出来るなら
ビジネスホテルの白い壁紙を中心にした無味乾燥な装飾類は、利用者の性質をよく理解し、眠りを妨げない最大限の努力が払われている。金井は、免許証などの身分証となる物を長財布から取り出して、シングルベッドの上に広げた。
「神田正徳。あの変体の規模からすると、相当数の人間を食らったはずだ」
アルファ隊としての見地から、神田の素性を探れば、短期調査の幹となる問題に突き当たる。

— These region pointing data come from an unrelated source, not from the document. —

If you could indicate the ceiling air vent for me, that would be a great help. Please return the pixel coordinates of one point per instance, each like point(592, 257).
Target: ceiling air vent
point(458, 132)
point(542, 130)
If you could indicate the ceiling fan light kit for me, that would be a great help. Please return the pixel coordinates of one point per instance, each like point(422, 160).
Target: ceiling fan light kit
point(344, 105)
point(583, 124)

「この町で頻繁に起きている行方不明者のすべてをコイツのせいだと断言できないな」
山岸が腕を組んで意見を落とすと、金井もまた思案の兆しに爪を噛んだ。
「仲間割れ、なのか?」
眼前で起きていた藍原たちと神田の対立から推測を立てるものの、確信は得られない。
「もし集団から爪弾きにされた結果なのだとしたら……」
のめり込むように前傾姿勢になる山岸を見た金井は、嘲笑じみた息を軽く吐く。
「にしても、まさか吸血鬼の集団に受血者が混じっているとはね」
山岸は苦い顔をする。それもそうだろう。バーテンダーや亀井を取り押さえて、詰問するつもりでいたのに、たった一人の受血者によって瓦解したのだ。恥を感じずしてどうする。

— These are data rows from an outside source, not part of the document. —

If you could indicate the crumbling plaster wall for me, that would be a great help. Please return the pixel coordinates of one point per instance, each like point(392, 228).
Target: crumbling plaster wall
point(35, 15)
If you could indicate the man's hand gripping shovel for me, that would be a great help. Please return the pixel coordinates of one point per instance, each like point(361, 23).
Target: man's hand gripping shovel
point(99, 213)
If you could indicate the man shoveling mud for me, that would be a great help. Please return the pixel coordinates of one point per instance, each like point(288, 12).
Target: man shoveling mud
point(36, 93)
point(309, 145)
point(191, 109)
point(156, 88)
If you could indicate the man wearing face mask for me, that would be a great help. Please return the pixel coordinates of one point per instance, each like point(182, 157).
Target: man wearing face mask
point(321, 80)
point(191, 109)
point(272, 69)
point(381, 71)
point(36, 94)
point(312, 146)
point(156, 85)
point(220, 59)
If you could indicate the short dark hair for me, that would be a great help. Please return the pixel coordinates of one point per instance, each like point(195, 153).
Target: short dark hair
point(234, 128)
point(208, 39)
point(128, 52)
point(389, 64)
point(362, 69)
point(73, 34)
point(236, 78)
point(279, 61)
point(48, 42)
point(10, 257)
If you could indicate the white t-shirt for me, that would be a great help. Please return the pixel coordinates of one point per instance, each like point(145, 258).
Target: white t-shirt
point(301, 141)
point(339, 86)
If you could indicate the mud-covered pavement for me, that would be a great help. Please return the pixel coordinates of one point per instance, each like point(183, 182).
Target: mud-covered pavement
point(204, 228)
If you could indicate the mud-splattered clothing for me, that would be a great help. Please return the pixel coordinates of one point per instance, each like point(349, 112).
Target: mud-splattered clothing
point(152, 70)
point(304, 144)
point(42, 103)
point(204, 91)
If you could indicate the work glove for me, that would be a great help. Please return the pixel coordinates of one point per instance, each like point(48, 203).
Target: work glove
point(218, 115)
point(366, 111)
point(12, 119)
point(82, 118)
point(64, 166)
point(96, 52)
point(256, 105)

「厄介だよなぁ。吸血鬼だけならまだしも、嗅ぎ分けられない受血者に混じられると、死角から迫られ放題だ」
これから起き得る戦闘を見越したアルファ隊の欠点について、二人は頭を抱えた。
「他の奴らと合流するか」
諦観の籠った息の吐き方をする山岸に対して、金井が刹那に言葉を返す。
「待て待て。この吸血鬼集団の規模感が分からないかぎり、早まった対応は避けたい」
金井をここまで及び腰にさせる背景に、「アルファ・マンティス作戦」が見え隠れる。現代史に未来永劫、席を置くであろう死者の数は、作戦の可否を多角的に捉えようと思案した先にいつも鎮座し、「二度と繰り返してはならない」と結ぶのだ。当事者ですらそうなのだから、自分たちがきっかけとなり、新たな惨事を起こすのは憚られた。
「穏便に済むと思うの?」
山岸は先の戦いを通して、もはや死傷者が出ることは避けられないと考えていた。神田という一体の吸血鬼の死体が出た時点で、この一件はタダでは済まないと、金井もわかっている。だからこそ、安易な決定を下す真似は避けたい。それが現実逃避のようなものであっても、最後の最後まで考えることを放棄したくない。
「できるなら、したい」
それは祈りにも似た願いだ。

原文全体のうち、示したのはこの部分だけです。